The Government’s 2015 report stated
“the GB power grid network is highly meshed and has a great deal of built in redundancy. This potentially makes it less susceptible to space weather effects than power grids in some other countries. Over recent years a more resilient design for new transformers has been used to provide further mitigation.”
That is all very positive, you might think, but a 2013 report by the Royal Academy of Engineering painted a slightly different picture:
“Since the last peak of the solar cycle, the Great Britain transmission system has developed to become more meshed and more heavily loaded. It now has a greater dependence on reactive compensation equipment such as static variable compensators and mechanically switched capacitors for ensuring robust voltage control. Thus there is increased probability of severe geomagnetic storms affecting transmission equipment critical to robust operation of the system.”
That is a little less positive.
Right now, National Grid seems to be focusing on hanging on to its role as the electricity system operator, as well as balancing expanding offshore wind farms and building interconnectors to them. Does it have the bandwidth that it needs to keep checking whether its network of transformers can withstand an event of space weather? Back in 2015, it calculated that some 13 transformers were at risk, and the likes of the US are stockpiling back-up transformers. National Grid is supposed to have spare transformers, but it is not clear how many. If we were to need more, do we even have the industrial capacity to build them, notwithstanding the eight to 12-week lead-in time, and the need to transport them by road to their destination? What more can Government do to assist increasingly commercially oriented companies such as National Grid in this regard, and what progress has been made on developing transportable recovery transformers, as was suggested as far back as 2013? What progress does the Minister believe National Grid is making on installing such mitigating inventions as series capacitors and neutral current blocking devices? Interconnectors are a good thing in themselves. They are also direct current equipment, and as such are not affected. However, during a solar flare, they may be affected, because the convertors to alternating current at either end will come under risk. As we develop ever more interconnectors, what steps is the Department for Business, Energy and Industrial Strategy taking to ensure that those new interconnectors are made as resilient as they can be? Crucially, can I ask when the last national risk assessment update was conducted by the Government?

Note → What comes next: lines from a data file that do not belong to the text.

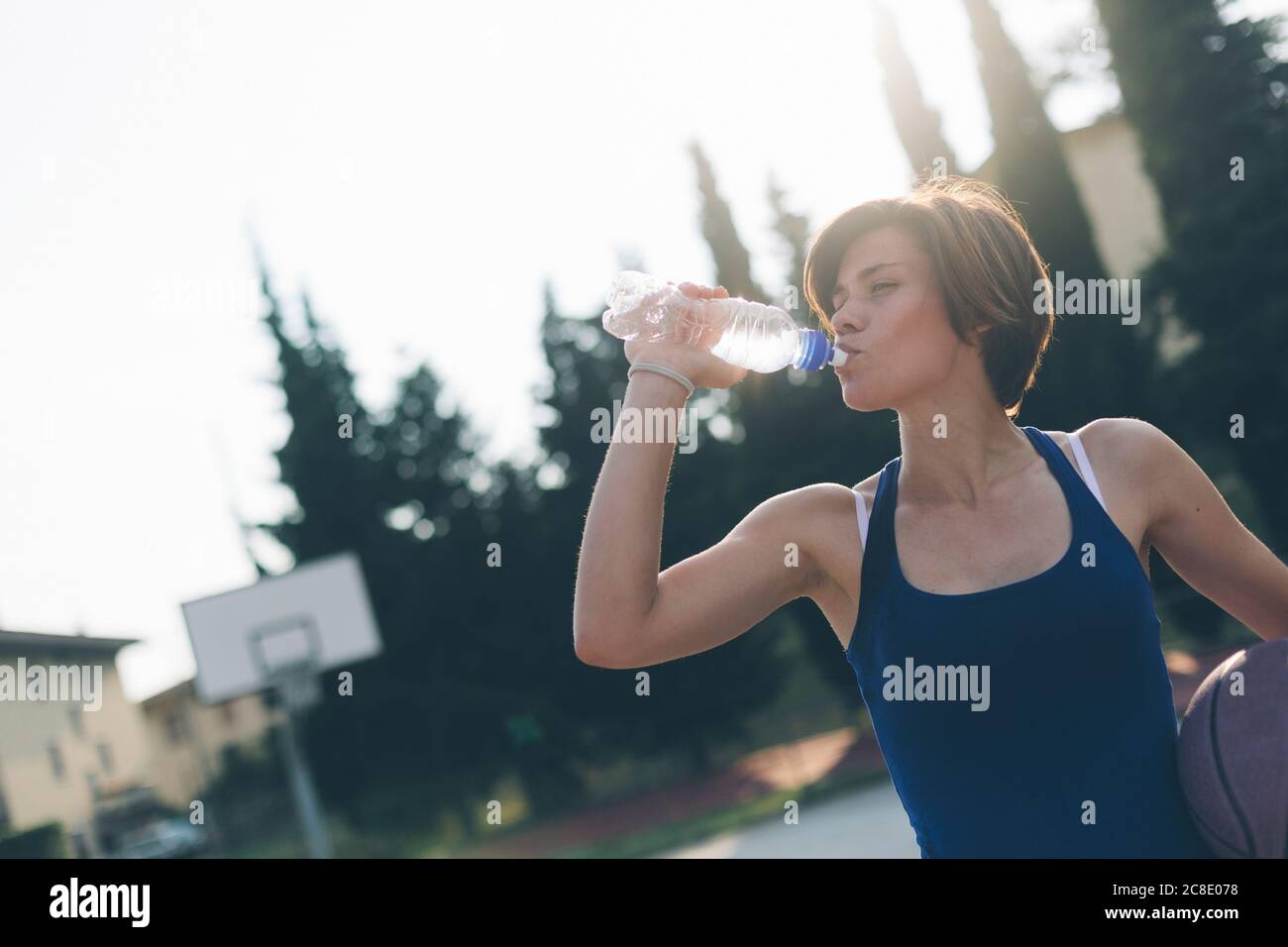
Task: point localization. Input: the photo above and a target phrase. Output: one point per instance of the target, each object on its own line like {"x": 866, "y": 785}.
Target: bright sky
{"x": 420, "y": 169}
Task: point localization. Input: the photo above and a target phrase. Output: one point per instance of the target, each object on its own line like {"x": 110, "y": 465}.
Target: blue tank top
{"x": 1033, "y": 719}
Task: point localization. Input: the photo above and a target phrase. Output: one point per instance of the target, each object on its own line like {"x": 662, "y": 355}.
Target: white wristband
{"x": 661, "y": 369}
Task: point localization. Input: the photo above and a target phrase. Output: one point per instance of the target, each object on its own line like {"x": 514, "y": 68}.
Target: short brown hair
{"x": 983, "y": 262}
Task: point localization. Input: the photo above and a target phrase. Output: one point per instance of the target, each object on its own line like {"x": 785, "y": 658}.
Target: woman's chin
{"x": 859, "y": 401}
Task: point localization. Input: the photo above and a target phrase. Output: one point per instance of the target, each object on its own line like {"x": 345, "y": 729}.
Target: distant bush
{"x": 42, "y": 841}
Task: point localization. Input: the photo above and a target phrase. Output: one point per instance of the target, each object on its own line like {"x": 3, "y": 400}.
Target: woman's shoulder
{"x": 1117, "y": 444}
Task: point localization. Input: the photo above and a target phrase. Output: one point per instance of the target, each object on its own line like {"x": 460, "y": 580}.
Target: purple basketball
{"x": 1233, "y": 754}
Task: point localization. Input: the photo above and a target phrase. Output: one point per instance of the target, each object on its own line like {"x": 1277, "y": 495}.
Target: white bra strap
{"x": 861, "y": 508}
{"x": 1087, "y": 474}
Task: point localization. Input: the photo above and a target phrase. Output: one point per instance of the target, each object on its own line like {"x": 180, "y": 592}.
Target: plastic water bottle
{"x": 751, "y": 335}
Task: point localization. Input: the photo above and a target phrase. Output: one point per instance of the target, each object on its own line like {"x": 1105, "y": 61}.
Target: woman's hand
{"x": 695, "y": 361}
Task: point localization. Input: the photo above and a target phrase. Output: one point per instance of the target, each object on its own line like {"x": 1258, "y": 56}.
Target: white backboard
{"x": 317, "y": 613}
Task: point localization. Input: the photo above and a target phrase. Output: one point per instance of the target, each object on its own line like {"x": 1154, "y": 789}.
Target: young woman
{"x": 990, "y": 585}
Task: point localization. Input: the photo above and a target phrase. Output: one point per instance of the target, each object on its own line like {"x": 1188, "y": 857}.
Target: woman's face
{"x": 892, "y": 320}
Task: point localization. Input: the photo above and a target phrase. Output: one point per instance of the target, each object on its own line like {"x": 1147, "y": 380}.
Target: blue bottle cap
{"x": 816, "y": 351}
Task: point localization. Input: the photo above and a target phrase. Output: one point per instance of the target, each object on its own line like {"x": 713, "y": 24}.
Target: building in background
{"x": 60, "y": 759}
{"x": 188, "y": 737}
{"x": 1106, "y": 159}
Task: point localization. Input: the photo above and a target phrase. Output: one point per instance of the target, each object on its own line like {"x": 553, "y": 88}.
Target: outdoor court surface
{"x": 866, "y": 823}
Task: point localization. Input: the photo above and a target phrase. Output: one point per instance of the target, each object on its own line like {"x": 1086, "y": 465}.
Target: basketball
{"x": 1233, "y": 754}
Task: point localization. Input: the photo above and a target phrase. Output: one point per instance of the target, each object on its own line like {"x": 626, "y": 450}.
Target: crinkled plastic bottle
{"x": 743, "y": 333}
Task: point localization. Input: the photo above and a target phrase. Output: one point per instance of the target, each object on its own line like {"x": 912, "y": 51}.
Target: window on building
{"x": 55, "y": 762}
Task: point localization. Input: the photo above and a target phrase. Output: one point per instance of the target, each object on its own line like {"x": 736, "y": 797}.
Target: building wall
{"x": 99, "y": 751}
{"x": 188, "y": 738}
{"x": 1107, "y": 166}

Some dangers never come to pass—Y2K passed without incident—but just occasionally, I believe it is worth posing the question “What if?” and not just trusting that it will all be fine, because that is the answer we want to hear and the alternative is perhaps far too unpalatable. Covid-19 teaches us many lessons about preparing for worst-case scenarios, and making sure that we assess all possible outcomes must surely be one of the key lessons that we learn. I look forward to learning what the Minister has to say.